The PRNP test is a genetic test, where DNA from an individual is analysed for the presence of mutations associated with genetic prion diseases. DNA can be extracted from blood or unfixed autopsy tissue (preferably brain) for the purpose of testing.
It is recommended to store extracted DNA from a blood sample for every suspected CJD patient in order to secure the option of future genetic testing for the patient’s family. This allows the patient’s family the option to consider PRNP testing of their relative at a later stage. Taking a blood sample for long-term storage of DNA is optional.

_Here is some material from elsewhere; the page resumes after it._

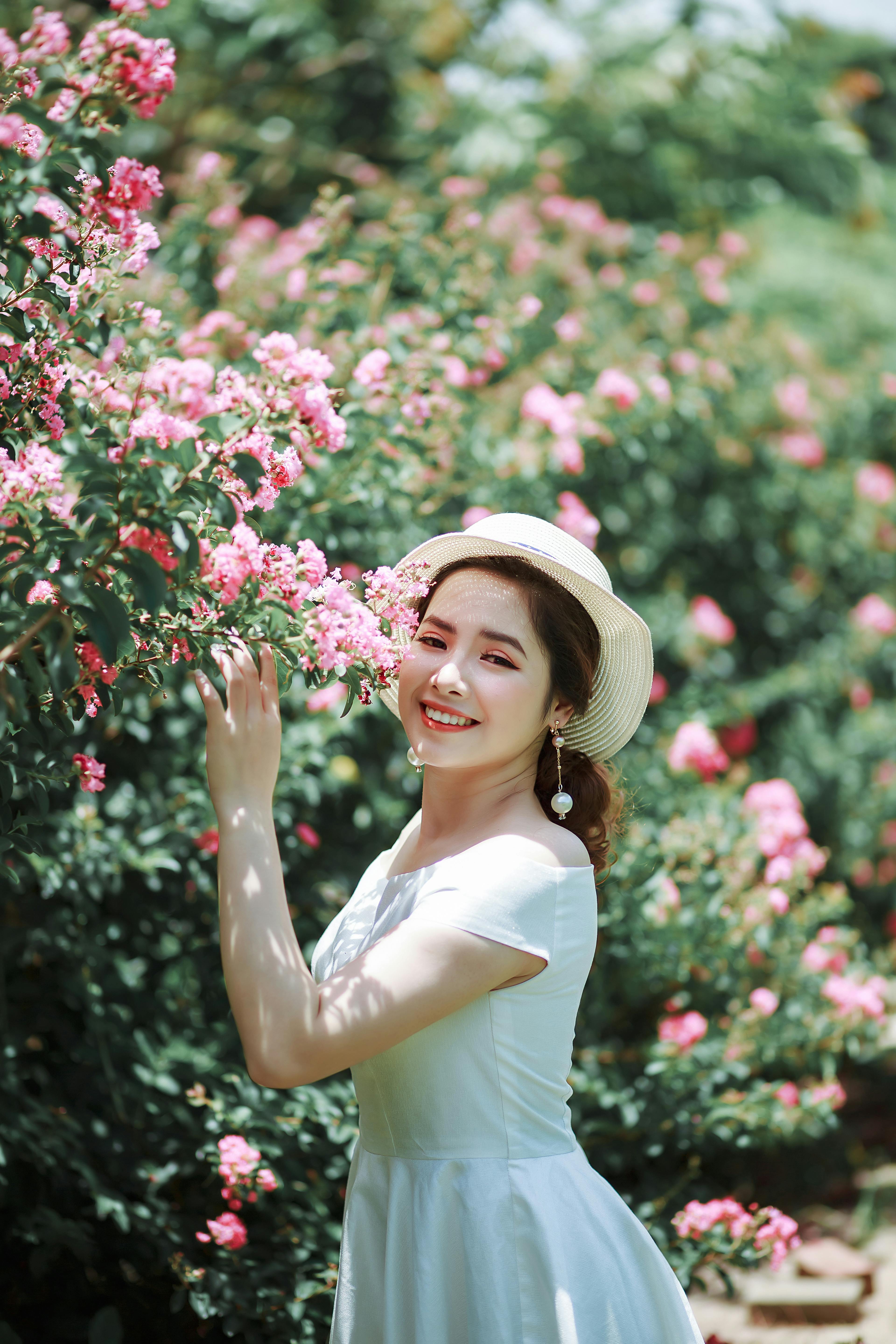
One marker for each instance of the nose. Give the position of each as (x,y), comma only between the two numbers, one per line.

Genetic testing is entirely voluntary. PRNP testing is frequently requested when a family history of prion disease or concerns for a genetic basis are raised. These tests are often referred by the treating clinician to confirm the aetiology of the disease (genetic or not) to assist in patient care. In cases where there is no family history it is advisable to defer genetic testing until a neuropathology report is available, if a neuropathological confirmation of prion disease was requested.
Testing for genetic prion disease often raises significant medical, ethical, psychological and legal issues for living blood relatives. In the majority of cases, PRNP testing will be consented by next-of-kin due to cognitive impairment of the patient or because the patient is deceased. It is therefore advised that consent is recorded in a written document. Consultation with a genetic service is recommended in general, especially because of the implications if a mutation is detected in the PRNP gene. Further, the results of a PRNP test are not always straightforward, which often makes them challenging to interpret and explain. Also, a family history is not always known including through misdiagnosis of previous cases in the family.
At least 5 mls EDTA blood marked for ‘DNA extraction and storage for possible future prion protein gene testing for a patient with suspected CJD or other prion disease’ or ‘PRNP testing’.
Storage and testing location
Department of Diagnostic Genomics
PathWest Laboratory Medicine WA
Level 2, PP Building
QEII Medical Centre
Nedlands WA 6009
Phone: +61 8 6383 4219
Fax No.: +61 8 9346 4029
DNA extraction from autopsy brain tissue (stored at the ANCJDR) and transfer to the testing laboratory incurs a fee of $ 200.00.